Сейчас он уже снова смотрел на Бруно. Но даже если у того и шевельнулись губы, поди это различи: луна столь глубоко под забрало не заглядывала.

Мимолетом подумалось, что лучше бы им и вовсе не видеть лиц друг друга. Но увы: у обоих были новые шлемы, выкованные по особому заказу, с полностью поднимающимся наличником. В бою это иногда бывает очень полезно, пусть даже увеличивает риск. Однако сейчас…

– Да упокоит Господь его душу, – в один голос подхватили оба оказавшихся рядом гостя, бретонец Жансель де Тьерри и британец Мархог. А еще брат Вольфганг и с десяток ратников-полубратьев – все, кто был тут. После чего стало совершенно неуместно отвечать командиру что-то в таком духе: «Из сарацин подлинных христиан не получается, рыцарями они тоже не бывают».
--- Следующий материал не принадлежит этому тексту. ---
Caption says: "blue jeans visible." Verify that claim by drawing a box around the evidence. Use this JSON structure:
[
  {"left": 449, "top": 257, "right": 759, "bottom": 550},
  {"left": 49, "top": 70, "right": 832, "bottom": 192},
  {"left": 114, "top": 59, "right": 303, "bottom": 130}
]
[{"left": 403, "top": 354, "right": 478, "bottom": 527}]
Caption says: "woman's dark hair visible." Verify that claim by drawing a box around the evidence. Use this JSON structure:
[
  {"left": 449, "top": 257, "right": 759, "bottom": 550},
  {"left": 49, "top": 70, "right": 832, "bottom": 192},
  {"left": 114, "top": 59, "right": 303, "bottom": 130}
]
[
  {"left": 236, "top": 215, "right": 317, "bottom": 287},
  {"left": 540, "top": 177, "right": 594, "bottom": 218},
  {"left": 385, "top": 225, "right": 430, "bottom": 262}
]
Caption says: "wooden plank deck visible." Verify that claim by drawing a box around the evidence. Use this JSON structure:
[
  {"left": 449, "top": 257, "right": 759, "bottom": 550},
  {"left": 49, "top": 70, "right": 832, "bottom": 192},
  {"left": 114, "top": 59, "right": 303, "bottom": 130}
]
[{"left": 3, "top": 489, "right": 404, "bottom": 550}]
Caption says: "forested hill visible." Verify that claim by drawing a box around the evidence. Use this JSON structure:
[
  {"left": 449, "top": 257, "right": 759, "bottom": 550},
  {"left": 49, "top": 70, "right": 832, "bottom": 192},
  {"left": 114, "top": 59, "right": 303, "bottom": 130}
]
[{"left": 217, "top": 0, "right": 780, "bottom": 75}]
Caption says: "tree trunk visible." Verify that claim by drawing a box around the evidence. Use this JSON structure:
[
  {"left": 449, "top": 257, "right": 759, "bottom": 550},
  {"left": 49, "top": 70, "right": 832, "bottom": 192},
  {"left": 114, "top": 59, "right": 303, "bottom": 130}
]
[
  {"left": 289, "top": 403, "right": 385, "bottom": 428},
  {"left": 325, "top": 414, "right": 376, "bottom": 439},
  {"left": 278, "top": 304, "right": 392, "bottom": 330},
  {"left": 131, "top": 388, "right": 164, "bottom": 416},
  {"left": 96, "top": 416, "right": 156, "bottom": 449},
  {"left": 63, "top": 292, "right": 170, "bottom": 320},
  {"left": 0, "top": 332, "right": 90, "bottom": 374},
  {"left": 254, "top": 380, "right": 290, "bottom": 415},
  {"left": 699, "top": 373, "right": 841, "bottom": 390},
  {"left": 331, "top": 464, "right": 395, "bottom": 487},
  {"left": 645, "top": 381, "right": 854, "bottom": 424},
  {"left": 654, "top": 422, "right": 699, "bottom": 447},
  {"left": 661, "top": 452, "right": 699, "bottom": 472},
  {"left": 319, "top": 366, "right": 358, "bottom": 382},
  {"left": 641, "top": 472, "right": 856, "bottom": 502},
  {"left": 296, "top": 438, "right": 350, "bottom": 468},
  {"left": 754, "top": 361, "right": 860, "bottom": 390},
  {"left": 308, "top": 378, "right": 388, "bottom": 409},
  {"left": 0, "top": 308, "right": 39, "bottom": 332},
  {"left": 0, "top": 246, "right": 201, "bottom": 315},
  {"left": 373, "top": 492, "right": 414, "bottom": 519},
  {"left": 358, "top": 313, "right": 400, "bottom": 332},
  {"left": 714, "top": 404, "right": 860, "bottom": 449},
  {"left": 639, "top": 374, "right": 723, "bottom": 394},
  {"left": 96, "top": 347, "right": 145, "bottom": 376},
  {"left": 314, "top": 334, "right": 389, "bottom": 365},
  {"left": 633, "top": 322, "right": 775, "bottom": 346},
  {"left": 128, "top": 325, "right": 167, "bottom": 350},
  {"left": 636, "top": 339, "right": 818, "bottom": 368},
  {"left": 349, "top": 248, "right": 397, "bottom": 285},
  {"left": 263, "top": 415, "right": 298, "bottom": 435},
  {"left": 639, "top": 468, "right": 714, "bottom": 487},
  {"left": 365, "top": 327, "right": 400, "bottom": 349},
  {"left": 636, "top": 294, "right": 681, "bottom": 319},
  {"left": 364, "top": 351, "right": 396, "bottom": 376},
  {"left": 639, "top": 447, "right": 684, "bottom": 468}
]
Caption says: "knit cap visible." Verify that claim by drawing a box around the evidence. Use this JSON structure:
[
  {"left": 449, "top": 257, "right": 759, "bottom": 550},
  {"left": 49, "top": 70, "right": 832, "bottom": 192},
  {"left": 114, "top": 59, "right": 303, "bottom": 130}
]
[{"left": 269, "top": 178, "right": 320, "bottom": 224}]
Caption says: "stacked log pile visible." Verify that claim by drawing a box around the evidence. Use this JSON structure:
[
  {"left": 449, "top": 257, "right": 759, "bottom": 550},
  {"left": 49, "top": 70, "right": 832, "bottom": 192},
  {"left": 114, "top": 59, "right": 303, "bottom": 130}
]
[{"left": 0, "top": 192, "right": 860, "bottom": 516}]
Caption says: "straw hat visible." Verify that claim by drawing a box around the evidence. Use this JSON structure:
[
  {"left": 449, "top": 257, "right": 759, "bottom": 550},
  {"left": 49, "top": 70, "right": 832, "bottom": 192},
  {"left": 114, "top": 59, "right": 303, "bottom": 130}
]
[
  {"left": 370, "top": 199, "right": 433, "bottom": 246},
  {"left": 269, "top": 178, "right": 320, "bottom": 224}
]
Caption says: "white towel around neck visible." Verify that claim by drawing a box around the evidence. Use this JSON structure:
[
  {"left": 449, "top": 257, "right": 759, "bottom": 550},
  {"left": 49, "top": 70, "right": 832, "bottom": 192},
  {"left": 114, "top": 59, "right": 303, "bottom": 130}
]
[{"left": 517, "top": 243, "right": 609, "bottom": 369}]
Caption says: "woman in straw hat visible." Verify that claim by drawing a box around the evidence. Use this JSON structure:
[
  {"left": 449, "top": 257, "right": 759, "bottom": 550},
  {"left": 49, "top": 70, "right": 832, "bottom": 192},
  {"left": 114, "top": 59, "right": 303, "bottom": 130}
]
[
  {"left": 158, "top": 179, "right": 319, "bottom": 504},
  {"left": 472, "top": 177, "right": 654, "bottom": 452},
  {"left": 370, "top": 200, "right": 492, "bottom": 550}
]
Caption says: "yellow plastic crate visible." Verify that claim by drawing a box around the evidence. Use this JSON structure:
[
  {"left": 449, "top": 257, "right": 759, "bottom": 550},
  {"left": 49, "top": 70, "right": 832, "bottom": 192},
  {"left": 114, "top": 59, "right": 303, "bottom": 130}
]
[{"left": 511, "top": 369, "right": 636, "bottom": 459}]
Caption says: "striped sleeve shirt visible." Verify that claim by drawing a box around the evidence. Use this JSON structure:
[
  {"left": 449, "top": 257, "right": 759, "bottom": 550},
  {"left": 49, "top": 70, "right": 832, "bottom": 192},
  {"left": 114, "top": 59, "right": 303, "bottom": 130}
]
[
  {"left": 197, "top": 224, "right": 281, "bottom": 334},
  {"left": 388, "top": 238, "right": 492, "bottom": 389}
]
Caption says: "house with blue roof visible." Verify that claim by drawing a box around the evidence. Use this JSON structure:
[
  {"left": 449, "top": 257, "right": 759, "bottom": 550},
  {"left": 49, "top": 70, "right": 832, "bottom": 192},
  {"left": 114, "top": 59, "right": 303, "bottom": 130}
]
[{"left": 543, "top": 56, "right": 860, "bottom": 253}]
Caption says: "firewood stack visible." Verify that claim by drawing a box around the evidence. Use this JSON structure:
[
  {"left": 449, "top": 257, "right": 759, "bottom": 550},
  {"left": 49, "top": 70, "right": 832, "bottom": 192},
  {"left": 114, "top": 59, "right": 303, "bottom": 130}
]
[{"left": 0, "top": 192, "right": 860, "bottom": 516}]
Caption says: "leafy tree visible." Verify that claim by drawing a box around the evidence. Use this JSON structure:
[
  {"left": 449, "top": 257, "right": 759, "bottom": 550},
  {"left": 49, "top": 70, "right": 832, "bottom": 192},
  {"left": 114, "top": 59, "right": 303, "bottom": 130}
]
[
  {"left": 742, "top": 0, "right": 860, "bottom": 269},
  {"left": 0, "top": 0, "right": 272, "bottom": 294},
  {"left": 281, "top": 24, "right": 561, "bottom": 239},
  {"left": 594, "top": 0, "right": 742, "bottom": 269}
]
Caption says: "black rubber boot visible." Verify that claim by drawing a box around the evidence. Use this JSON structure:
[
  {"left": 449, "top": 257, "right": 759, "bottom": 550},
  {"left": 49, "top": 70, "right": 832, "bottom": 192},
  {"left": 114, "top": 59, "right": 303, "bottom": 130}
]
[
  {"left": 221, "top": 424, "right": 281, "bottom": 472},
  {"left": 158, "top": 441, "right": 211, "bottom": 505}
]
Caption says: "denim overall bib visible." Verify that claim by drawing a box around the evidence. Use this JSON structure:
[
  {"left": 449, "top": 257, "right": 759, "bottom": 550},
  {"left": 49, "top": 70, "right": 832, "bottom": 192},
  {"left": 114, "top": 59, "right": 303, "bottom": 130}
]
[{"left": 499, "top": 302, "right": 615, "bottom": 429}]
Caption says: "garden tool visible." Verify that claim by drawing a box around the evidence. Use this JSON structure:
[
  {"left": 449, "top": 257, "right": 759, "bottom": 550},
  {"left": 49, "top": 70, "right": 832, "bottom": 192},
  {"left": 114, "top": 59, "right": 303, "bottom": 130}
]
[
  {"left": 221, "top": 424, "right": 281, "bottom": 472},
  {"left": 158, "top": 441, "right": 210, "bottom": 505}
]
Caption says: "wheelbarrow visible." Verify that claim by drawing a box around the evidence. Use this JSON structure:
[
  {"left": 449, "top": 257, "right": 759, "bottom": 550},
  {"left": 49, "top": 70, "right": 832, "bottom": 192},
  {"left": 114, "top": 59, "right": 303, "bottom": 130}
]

– И да примет ее в свою славу, – деловито продолжил отец Петар, которого только что поблизости не было. Впрочем, он всегда успевал вовремя туда, где без него сложилось бы хуже. – Через Христа Господа нашего. Аминь.

Теперь уж и вовсе незачем стало что-то возражать. Да и некогда. Едва хватило времени над своими мертвыми краткую молитву прочесть. А потом предстояло взять уставших коней в повод, пересесть на тех, что посвежее, – и спешить прочь. Ибо не вернувшаяся полусотня – это ведь тоже весть, точно указывающая, по какому из ущелий надо отправлять погоню. Вот только теперь она запоздает. Может запоздать.

Лютгеру подвели было одну из трофейных лошадок, но он пересел на коня Бизанти: тот не всякого всадника примет, да и вообще… И только тут заметил, что продолжает держать стрелу: ту самую, которую вручил ему проводник, считая это важным. Самым важным в последние мгновения своей жизни.

Стрела действительно выглядела необычно. Наконечник ее был огромен, почти в ладонь: чуть ли не как у малого копьеца.

– Тартары, – сказал Бруно. Он так и сидел на своем громадном жеребце, хотя ему тоже подвели сменную лошадь: ту самую, от которой отказался Лютгер. – Воины ада. Показывал мне дядя их стрелы…

Наверное, он был прав. Бруно вообще довольно часто прав оказывался, ибо умен, опытен и многознающ. И родней богат, хотя это для орденского брата, может, не такое уж благо.

Но о воинах ада ему совершенно точно не следовало говорить в полный голос. От этих слов по отряду сразу круги пошли, как от камня, брошенного в пруд.

Лютгер кивнул, принимая к сведению, – и рысью послал коня вперед.

* * *

В мировых окраинах просвистев осою,

Саранча надвинулась черной полосою,

Выкосила пастбища смертною косою,

Жалами язвящими изготовясь к бою [2].

Адские выходцы. Тартары, они же татары, а еще их почему-то мунгалами иногда называют. Стрел их Лютгеру прежде видеть не доводилось, а те, которые свистели сегодня, не удалось рассмотреть. Но о самих воинах из ада он слышал, конечно. Да кто о них не наслышан…

Вроде прежде не заходили они в Святую землю. Но на окраинах ее слух о них уже пошел – и если хоть десятая часть того, что рассказывали, была правдой, то расстояние им не помеха.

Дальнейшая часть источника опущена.